Establishing Your Weight Training Goals
Defining and setting your personal weight training goals is an essential first step in the process of establishing a solid workout routine. When establishing your initial goals, I recommend focusing on the reason(s) you are engaging in this activity in the first place. Identify your expected benefits and create a “big picture” for yourself. Doing this will help you stay on course throughout your journey and keep you motivated as you experience setbacks along the way.
When you begin the process of planning, ask yourself: “What are my short- and long-term goals?” Get a pen and pad, think carefully and write down all the things you hope to achieve. Short-term goals (i.e. daily, weekly) will provide you with instant gratification while longer-term goals will keep you from becoming frustrated with short-term setbacks. In the short-term you may aim to take a weight training class in order to become familiarized with the equipment or increase the amount of weight you are currently lifting by 10 percent.
Your long-term goals, on the other hand, may be centered on getting stronger or managing your body weight. As you become accustomed to weight training, you may then establish more specific 'vanity-focused' long-term goals like getting rid of jiggly arm fat or toning up your saggy butt.
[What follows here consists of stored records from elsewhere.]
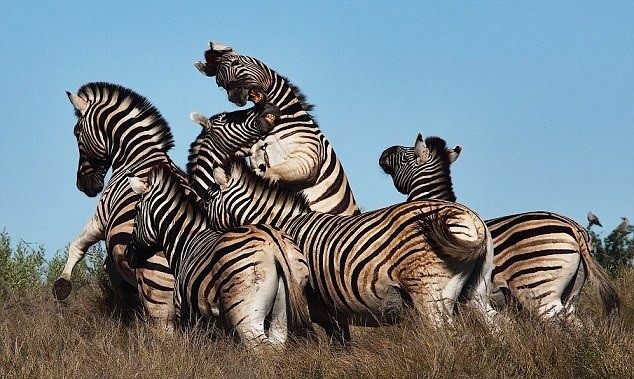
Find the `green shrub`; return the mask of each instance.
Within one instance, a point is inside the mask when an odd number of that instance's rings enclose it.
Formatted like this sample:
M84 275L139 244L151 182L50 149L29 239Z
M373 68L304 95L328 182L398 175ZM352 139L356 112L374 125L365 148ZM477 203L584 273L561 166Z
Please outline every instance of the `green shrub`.
M0 233L0 280L5 288L19 292L39 288L46 273L44 247L33 247L24 241L11 247L11 237L6 230Z
M594 245L594 256L610 273L614 274L634 263L634 228L628 231L613 230L605 239L588 230Z
M44 246L19 241L15 248L6 230L0 233L0 291L24 292L49 286L62 272L68 257L68 246L57 251L49 261ZM86 257L73 270L73 286L79 288L91 281L106 278L103 261L106 252L101 244L93 245Z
In addition to determining your specific short- and long-term weight training goals, ensure that they are both realistic and measurable. If you are 75 pounds overweight and have never lifted weights before, it is not very realistic to set a goal of having arms like Angela Bassett. A more realistic goal would be to simply start weight training twice a week. In the short-term you may aim to lose an inch or two off your arms in a month, a goal that is both realistic and measurable. Measuring your training progress is a great way to reinforce achievement of your goals. Here are some common methods for measuring your training progress:
The Scale. This is the most common method of measuring training progress but it can be the most useless when it comes to weight training. Scales measure total body weight but do not distinguish between fat, muscle, or water weight. Depending on your size, your body weight may slightly increase with weight training as it builds muscle and muscle is more dense than fat. As such, the more dense muscle will make it appear as if you are heavier on the scale when in actuality you are just leaner (see image below).
Photographs. Taking before and after photographs of yourself is a great way to measure your progress in real time. You can do this by simply snapping photographs of yourself while you’re standing in front of a white wall or door. It’s best to snap portrait-sized photographs at front, side, and back angles. In order to capture your body in its entirety, you should wear a bikini or a sports bra with short shorts.
Circumference Measurements. Using a tape measurer you can take measurements from some key parts of your body including your shoulders, arms, forearms, chest, hips, thighs, and calves (click here for guidelines on taking circumference measurements).
Body Composition Testing. Options for body composition testing include hydrostatic weighing, dual-energy X-ray absorptiometry (DXA), Bod Pod, calipers, and bioelectrical impedance devices. Some of these tests can be costly but the information obtained is worth it. Most universities and colleges offer these tests at low prices or free if you participate in research. The most accurate methods are debated but so long as you always carry out the same method under the same conditions (i.e. same time of day, wearing the same clothing, etc.) you will have a relative measurement that tells you if you have gained muscle (click here to learn more about body composition).
Training Log. This is a useful method of measuring training progress as you can consistently compare where you started to how far along you have come (click here to view a sample training log).
Once you have established specific, realistic, and measurable short- and long-term goals for weight training, you’re ready to put together your weight training schedule.
Establishing Your Weight Training Schedule
When it comes to developing your weight training plan you should first decide how many days a week you are able to commit. In general, weight training should be performed at least 2 to 3 days each week and can be done along with cardiovascular exercise(s) or separately. A typical weight training session can last anywhere between 20 minutes and 1 hour. There is a laundry list of weight lifting exercises that you can perform but, in general, you should select at least 1 to 2 exercises for each of your body’s major muscle groups to be performed on alternating days of the week. However, if you don't have much time to lift weights, you could easily dedicate just 10 minutes every day to working 1 major muscle group. It's all about establishing a routine that fits into your lifestyle. Once you have a set schedule, you’re ready to put together a weight training plan that works with this schedule. You can start by choosing your weight training exercises and equipment (click here to find out how).
Disclaimer: The information provided is for educational and informational purposes only and is not intended to diagnose, treat, cure or prevent any disease. Any reader who is concerned about his or her health should contact a physician for advice.
Before starting an exercise training program you should first make sure that exercise is safe for you. If you are under the age of 55 years and generally in good health, it is probably safe for you to exercise. However, if you are over 55 years of age and/or have any health problems, be sure to consult with your physician before starting an exercise training program.